A mantra is a sound, syllable, word, or group of words that is considered capable of "creating transformation".
Every Monday I will post a new thought, idea, or focus for the week. When you need a breather from life, when you need a little inspiration, or when you're about to jump over the conference table and strangle your co-worker, remember the mantra.
My friend, Ben, had a very specific future mapped out. The details were so breathtaking and so specific that when he asked me what I thought my future would look like, I was embarrassed. At that point in my life, the future seemed so terrifying and so uncertain that I didn't actually know what I would do or who I would be or how anything would turn out. Anytime someone would ask me a question about the future, I would default to the Every Person Five Year Plan: Go to college, get a job, get married- the norm. The safe answer. The answer people expected.

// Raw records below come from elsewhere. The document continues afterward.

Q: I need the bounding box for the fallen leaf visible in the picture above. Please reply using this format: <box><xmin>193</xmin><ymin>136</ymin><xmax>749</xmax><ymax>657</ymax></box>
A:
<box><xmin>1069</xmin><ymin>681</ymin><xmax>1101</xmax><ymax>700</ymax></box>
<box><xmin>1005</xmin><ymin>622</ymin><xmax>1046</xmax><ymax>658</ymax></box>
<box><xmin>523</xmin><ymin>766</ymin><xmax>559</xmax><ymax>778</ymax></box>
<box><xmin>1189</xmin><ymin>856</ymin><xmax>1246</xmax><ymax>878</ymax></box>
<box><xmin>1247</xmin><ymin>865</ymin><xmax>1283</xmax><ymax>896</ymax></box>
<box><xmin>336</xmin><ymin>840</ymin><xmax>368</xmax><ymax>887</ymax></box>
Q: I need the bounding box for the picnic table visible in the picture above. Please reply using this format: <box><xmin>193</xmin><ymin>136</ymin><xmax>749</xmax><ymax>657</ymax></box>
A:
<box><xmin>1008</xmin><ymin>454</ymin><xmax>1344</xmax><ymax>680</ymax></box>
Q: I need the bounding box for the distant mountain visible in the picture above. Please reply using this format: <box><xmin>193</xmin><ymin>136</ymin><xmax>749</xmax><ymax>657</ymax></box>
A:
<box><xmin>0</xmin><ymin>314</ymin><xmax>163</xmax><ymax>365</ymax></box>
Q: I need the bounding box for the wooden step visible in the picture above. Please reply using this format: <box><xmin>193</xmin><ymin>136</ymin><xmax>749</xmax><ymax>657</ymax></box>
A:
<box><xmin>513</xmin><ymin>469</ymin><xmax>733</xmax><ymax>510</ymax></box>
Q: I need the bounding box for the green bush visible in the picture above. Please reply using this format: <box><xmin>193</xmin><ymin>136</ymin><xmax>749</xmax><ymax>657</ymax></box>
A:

Ben's answer was the compete opposite. Unexpected and beautiful. Thoughtful and hopeful. My "plan" was nothing in comparison to his mountain and his house, his rocking chairs and his one-day grandchildren. I remember how exact this future, his future, was. How peaceful and serene. How, as soon as he started describing it, I could see it all as clearly as if I were watching a movie. I could see the sun setting, the children playing with kites out in a large field of wild grass. I saw the pale blue gray porch, the white wooden rocking chairs. I swear I could even feel the breeze on my skin.
Even now, I can recall in exact detail the picture he painted for me all those years ago. So crystal clear that I have to remind myself it's not a memory of something I actually experienced, it's merely a memory of a thought of someone's beautiful future plans.
That picture has never changed for me. It never changed for him either because his life ended not long after that night. His beautiful plans didn't stand a chance against what life brought him instead.
My life kept going. My unplanned, terrified of growing up, boring life. And, as life will do, it surprised me. Some of it was as expected: I did go to college, I did get a job, I did eventually get married. But many, many other things happened that I never would have dreamed, that would never have even occurred to me to consider.
I did not expect to live a life full of adventure. Not once did I think I'd travel all around the world time and time again, so smitten with this planet that I literally can't get enough of it. That no amount of destinations ever seems enough. That the more places I go, the more I cross off my list, somehow, someway, the list gets longer and longer.
My life is ordinary in many, many ways. In ways I probably could have assumed, so long ago. But I think the beauty in the unexpected ways is just that: I didn't expect a single one of them. No amount of planning I could have done as a teenager would have brought me here right now. And trust me, eventually I became a planning machine. But what I'm learning is that life has a way of going on without the plans you've made, taking you where it will, how it will, without your say.
So maybe the lesson here is having a plan without plans. Maybe the lesson is to simply live and, eventually, live your way into a life you most likely never would have imagined in the first place. Maybe it will resemble something you had imagined or maybe it won't. Maybe it will be better, maybe it will be worse. Maybe it will be both at times, as life tends to be. And maybe, just maybe, that's the way things are meant to be; uncertain, undefined, mysterious. Rebellious against all of our silly human ways of trying to control things we know nothing about, like the future.
I'm trying to tame my planning ways to allow more space for life to unfold as it should, without my interfering. Without my attempts to control it all the time. I'm trying to live life with a little bit more uncertainty, a little bit more openness to what may come.
I'm trying to embrace the greatest plan of all: the one that doesn't exist.